Feeds:
Posts
Comments

Posts Tagged ‘Neuropathy’

https://www.youtube.com/my_videos?o=U

Read Full Post »

Medication-Induced Neuropathy
By Peter D. Donofrio, M.D.

http://www.neuropathy.org/site/News2?page=NewsArticle&id=7873&news_iv_ctrl=1221

You’ve undoubtedly heard the old saying, “It’s what you don’t know that can hurt you.” When it comes to neuropathy, there may be something your doctors don’t know that can hurt you as well.

Renowned New York Times health columnist Jane Brody recently shared with readers of her column that she experienced a bout of peripheral neuropathy several decades ago when a misplaced shot of morphine damaged a sensory nerve in her thigh. Obviously, her doctor never intended for that to happen. Fortunately, the nerve recovered in three years, but for much of that time, Brody couldn’t even tolerate something brushing against her leg.¹ Brody’s peripheral neuropathy can be categorized as an “iatrogenic” case—that is, a condition that is actually caused by medical care.

Iatrogenic causes for peripheral neuropathy aren’t always as blatant as a misplaced shot. In fact, peripheral neuropathy can be caused by nerve toxicity from commonly prescribed drugs: medications prescribed by physicians who are not aware of the possible relationship between the medication and the neuropathy. Why aren’t they aware? After all, aren’t these the experts you trust with your health, your well-being…your life?

Your doctors are well aware of the medications they are prescribing, but the fact is they may not be aware of medications other physicians have prescribed, nor are they aware of every uncommon adverse reaction of a medication. Many medications have hundreds of reported side effects. Often primary care physicians are inundated by a waiting room full of very ill patients requiring immediate care and don’t have time to fully review in detail every note or test result they receive.

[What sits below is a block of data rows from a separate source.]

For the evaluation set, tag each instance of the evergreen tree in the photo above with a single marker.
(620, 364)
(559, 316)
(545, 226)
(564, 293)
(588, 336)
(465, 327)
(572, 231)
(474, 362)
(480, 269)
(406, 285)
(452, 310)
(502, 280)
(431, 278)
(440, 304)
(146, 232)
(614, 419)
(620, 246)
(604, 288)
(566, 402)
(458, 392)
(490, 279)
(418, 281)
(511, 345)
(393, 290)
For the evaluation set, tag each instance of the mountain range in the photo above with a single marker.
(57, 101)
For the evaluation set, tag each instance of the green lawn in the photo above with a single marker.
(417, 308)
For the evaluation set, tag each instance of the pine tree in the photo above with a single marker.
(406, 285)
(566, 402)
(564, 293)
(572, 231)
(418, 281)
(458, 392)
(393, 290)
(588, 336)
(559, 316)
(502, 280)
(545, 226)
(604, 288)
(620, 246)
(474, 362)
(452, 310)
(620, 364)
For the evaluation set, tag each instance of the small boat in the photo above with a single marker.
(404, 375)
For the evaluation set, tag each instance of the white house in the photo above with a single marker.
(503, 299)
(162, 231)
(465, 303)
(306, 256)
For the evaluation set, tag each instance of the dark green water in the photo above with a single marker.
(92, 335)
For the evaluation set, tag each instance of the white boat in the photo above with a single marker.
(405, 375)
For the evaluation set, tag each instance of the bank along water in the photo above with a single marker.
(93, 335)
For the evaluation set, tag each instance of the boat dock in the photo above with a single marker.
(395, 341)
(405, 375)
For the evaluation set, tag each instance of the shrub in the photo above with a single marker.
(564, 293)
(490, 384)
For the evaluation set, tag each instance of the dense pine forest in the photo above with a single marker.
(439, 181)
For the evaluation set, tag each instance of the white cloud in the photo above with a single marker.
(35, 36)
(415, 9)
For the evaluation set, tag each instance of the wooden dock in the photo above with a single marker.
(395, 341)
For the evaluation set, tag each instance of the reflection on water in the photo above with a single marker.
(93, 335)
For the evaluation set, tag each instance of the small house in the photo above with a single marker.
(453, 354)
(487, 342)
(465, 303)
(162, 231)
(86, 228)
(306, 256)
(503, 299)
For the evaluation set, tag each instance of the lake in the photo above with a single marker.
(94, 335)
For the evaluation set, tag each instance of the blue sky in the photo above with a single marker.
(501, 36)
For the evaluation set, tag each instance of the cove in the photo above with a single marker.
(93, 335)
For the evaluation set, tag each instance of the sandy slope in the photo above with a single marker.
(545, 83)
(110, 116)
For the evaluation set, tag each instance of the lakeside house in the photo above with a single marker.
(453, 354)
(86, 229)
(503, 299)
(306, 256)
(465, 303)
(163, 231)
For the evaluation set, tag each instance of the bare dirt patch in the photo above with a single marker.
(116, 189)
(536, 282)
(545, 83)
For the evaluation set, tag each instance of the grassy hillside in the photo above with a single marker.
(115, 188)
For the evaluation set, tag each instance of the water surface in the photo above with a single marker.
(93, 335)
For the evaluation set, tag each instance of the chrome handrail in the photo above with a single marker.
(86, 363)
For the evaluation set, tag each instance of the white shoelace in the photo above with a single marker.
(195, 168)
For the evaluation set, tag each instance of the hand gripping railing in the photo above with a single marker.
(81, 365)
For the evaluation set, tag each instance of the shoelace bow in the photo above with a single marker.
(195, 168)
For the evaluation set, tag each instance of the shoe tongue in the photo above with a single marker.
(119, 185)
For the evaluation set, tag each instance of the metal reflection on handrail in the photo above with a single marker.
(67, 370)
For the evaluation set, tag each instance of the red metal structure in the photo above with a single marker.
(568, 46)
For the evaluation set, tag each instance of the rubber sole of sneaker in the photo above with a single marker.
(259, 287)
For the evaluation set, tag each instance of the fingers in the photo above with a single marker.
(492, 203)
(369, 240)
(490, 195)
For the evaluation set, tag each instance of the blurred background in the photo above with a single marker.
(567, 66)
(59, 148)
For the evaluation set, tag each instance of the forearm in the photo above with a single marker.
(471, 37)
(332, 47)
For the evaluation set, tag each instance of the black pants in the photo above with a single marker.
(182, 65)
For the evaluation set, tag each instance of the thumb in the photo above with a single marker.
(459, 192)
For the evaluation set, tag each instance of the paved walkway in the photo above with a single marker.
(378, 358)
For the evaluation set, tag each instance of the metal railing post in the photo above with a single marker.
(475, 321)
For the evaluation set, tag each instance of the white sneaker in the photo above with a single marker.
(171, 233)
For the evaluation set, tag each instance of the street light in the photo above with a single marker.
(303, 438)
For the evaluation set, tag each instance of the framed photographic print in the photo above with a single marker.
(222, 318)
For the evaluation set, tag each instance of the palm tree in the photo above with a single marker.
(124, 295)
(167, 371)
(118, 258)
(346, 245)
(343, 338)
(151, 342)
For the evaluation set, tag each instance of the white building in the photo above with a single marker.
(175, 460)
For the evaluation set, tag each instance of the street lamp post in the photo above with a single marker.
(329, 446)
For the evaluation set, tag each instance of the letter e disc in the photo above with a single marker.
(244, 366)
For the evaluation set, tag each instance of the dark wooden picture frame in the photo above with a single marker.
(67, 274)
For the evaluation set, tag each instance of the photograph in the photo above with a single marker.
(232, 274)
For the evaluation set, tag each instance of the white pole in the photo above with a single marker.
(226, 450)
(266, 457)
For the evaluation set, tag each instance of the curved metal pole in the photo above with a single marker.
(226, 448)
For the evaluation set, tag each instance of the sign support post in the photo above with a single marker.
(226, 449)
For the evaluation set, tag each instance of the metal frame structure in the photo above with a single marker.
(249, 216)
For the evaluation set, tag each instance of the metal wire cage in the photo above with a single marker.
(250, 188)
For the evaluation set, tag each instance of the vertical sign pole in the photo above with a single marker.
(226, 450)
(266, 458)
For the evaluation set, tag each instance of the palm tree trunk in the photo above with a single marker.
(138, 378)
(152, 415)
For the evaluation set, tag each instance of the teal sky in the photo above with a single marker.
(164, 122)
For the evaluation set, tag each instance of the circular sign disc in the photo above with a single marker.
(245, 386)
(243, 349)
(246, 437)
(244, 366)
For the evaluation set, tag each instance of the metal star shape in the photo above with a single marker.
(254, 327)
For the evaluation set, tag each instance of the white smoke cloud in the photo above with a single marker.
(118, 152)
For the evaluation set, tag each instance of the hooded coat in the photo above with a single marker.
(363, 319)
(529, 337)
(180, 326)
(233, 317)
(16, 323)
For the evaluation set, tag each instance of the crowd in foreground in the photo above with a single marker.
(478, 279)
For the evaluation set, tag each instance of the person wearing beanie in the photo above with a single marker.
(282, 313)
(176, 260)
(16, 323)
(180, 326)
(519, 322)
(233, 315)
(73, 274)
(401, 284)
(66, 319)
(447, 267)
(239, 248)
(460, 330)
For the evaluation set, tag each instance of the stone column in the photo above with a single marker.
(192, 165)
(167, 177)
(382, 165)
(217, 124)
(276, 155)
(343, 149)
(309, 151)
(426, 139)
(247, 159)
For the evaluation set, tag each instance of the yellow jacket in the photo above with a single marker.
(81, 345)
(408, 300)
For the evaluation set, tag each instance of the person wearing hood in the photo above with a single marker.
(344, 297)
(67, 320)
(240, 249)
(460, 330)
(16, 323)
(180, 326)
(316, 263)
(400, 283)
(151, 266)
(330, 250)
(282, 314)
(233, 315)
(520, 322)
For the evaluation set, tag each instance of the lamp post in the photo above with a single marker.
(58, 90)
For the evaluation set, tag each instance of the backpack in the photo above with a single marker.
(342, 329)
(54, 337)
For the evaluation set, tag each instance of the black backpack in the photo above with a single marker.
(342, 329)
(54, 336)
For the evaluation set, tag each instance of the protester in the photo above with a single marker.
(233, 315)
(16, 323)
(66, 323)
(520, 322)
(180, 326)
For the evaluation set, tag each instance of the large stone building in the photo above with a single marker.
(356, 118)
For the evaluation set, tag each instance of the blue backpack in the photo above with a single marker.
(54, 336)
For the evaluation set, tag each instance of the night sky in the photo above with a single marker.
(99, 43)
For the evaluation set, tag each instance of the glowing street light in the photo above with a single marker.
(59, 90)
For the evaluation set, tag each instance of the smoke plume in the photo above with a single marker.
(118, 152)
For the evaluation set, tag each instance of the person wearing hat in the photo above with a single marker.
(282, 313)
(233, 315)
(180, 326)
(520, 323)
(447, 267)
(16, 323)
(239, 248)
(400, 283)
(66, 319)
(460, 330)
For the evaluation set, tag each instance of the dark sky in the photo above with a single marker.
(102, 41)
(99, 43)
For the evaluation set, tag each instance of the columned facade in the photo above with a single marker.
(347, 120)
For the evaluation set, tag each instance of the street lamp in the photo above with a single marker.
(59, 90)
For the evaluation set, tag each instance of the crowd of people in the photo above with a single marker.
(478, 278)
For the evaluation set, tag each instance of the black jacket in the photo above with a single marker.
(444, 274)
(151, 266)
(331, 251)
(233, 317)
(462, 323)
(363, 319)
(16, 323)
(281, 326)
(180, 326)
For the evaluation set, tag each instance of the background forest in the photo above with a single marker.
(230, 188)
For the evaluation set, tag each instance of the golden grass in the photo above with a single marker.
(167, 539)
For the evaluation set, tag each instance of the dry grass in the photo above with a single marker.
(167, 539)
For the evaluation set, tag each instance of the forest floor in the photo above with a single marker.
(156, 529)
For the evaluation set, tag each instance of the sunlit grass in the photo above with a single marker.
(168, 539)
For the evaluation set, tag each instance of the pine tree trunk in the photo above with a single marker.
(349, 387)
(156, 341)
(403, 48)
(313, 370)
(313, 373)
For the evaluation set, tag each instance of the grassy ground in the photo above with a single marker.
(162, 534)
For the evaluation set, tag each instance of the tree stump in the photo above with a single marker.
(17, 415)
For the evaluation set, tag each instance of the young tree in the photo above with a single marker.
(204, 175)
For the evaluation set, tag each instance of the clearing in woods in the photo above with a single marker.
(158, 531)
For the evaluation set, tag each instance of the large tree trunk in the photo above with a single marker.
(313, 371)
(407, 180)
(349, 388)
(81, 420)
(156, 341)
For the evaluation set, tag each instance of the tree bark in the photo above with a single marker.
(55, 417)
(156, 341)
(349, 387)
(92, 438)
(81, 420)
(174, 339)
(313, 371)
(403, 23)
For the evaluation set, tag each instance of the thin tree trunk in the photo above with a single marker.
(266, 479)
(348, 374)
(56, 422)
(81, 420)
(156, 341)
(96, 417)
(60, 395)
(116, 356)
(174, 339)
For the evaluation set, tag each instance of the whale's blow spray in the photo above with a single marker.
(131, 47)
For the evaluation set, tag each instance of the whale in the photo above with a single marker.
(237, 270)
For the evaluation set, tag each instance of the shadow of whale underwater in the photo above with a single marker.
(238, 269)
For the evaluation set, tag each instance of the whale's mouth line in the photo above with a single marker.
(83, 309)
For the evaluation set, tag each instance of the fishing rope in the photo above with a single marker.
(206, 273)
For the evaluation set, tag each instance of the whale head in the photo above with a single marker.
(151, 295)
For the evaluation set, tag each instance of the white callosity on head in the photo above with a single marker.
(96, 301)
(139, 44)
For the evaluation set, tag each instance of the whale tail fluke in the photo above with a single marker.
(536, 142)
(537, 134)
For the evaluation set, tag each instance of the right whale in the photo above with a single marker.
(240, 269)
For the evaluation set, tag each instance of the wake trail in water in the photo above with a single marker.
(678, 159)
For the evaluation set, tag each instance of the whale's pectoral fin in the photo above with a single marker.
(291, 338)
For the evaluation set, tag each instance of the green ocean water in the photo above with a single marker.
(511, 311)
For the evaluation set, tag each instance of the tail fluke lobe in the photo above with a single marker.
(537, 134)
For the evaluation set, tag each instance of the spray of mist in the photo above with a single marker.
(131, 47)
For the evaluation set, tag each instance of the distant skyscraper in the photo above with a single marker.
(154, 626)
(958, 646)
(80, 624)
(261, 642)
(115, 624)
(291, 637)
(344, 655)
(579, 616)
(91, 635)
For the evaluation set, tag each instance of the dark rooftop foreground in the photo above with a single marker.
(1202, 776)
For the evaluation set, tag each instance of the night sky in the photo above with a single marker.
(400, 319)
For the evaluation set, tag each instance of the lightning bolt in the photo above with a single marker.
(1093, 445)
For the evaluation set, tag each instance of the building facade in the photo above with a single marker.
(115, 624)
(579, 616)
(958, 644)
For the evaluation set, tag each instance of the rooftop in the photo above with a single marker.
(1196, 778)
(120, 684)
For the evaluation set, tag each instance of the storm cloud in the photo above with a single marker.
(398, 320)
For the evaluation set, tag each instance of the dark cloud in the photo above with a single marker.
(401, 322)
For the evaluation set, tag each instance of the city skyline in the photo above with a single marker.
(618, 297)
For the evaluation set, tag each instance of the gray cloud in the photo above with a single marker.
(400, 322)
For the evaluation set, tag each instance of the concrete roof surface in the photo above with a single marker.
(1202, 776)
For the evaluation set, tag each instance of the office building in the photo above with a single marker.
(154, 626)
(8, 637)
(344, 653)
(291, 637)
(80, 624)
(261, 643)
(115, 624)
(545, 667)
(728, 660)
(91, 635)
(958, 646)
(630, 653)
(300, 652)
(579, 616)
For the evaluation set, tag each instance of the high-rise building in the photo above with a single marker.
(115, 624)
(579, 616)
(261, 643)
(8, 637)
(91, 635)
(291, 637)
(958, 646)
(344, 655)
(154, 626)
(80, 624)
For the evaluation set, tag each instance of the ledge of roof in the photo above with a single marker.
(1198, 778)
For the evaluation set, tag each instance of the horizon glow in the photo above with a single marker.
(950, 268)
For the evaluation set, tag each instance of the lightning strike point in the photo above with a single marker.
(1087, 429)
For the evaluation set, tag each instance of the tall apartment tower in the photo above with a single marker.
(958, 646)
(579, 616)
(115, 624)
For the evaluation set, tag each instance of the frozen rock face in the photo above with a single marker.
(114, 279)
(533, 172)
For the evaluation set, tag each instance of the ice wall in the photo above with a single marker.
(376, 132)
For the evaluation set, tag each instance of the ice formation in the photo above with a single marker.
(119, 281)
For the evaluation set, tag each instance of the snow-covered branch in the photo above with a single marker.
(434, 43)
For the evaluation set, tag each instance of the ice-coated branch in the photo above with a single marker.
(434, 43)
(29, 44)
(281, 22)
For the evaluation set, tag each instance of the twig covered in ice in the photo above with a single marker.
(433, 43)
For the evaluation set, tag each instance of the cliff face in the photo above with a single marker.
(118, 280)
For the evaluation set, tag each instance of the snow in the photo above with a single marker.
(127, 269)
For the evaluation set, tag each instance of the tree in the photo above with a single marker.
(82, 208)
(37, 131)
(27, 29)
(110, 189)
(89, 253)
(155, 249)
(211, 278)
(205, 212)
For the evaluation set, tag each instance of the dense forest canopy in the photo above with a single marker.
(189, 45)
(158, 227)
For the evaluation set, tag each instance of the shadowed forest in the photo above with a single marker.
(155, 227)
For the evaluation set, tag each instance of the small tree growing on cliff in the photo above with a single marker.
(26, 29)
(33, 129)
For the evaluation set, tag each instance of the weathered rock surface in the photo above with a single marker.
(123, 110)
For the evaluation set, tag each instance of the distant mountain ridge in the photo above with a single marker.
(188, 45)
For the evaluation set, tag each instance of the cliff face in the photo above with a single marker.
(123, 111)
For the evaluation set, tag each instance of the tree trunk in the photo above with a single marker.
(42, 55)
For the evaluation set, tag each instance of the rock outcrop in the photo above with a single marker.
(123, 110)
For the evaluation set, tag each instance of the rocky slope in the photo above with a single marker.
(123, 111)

Simply put, your specialists and primary physicians need your help. If you have a neuropathy and are concerned it may arise from a medication, speak up. Some medications and interactions between drugs can cause complications and even irreversible conditions. For example, thalidomide has proven to be very effective for treating skin diseases and some kinds of cancer. In fact, thalidomide has experienced a resurgence of use in the medical community for its effectiveness against several dermatological conditions. The occurrence of neuropathy, however, has also been tied to thalidomide. It is not typically related to the daily dose of the drug nor the duration of treatment; it’s more commonly found in patients who are slow drug acetylators—in other words, those patients whose bodies take longer to metabolize certain drugs.

The good news is that when patients with neuropathy stop using thalidomide, 25 percent of them recover completely, and 30 percent improve partially. What’s not so comforting is the fact that 45 percent of reported cases do not recover at all.² This example illustrates the need for you to consult with your physician if you take any of the medications associated with causing neuropathy. It is important to remember that you are not expected to be a medical expert, however, you are expected to know the names of the medications you’re taking, how long you have been taking them, and to be able to describe them to every doctor you visit. Thus, you need to assume the role of being your own patient advocate. Today’s health care system is complicated, and as such, you need to be able to provide to your doctor and to other health care providers as much information about your treatments as possible. Communication of your medications and duration of use is critical for your primary care and specialist physicians to offer you excellence in care.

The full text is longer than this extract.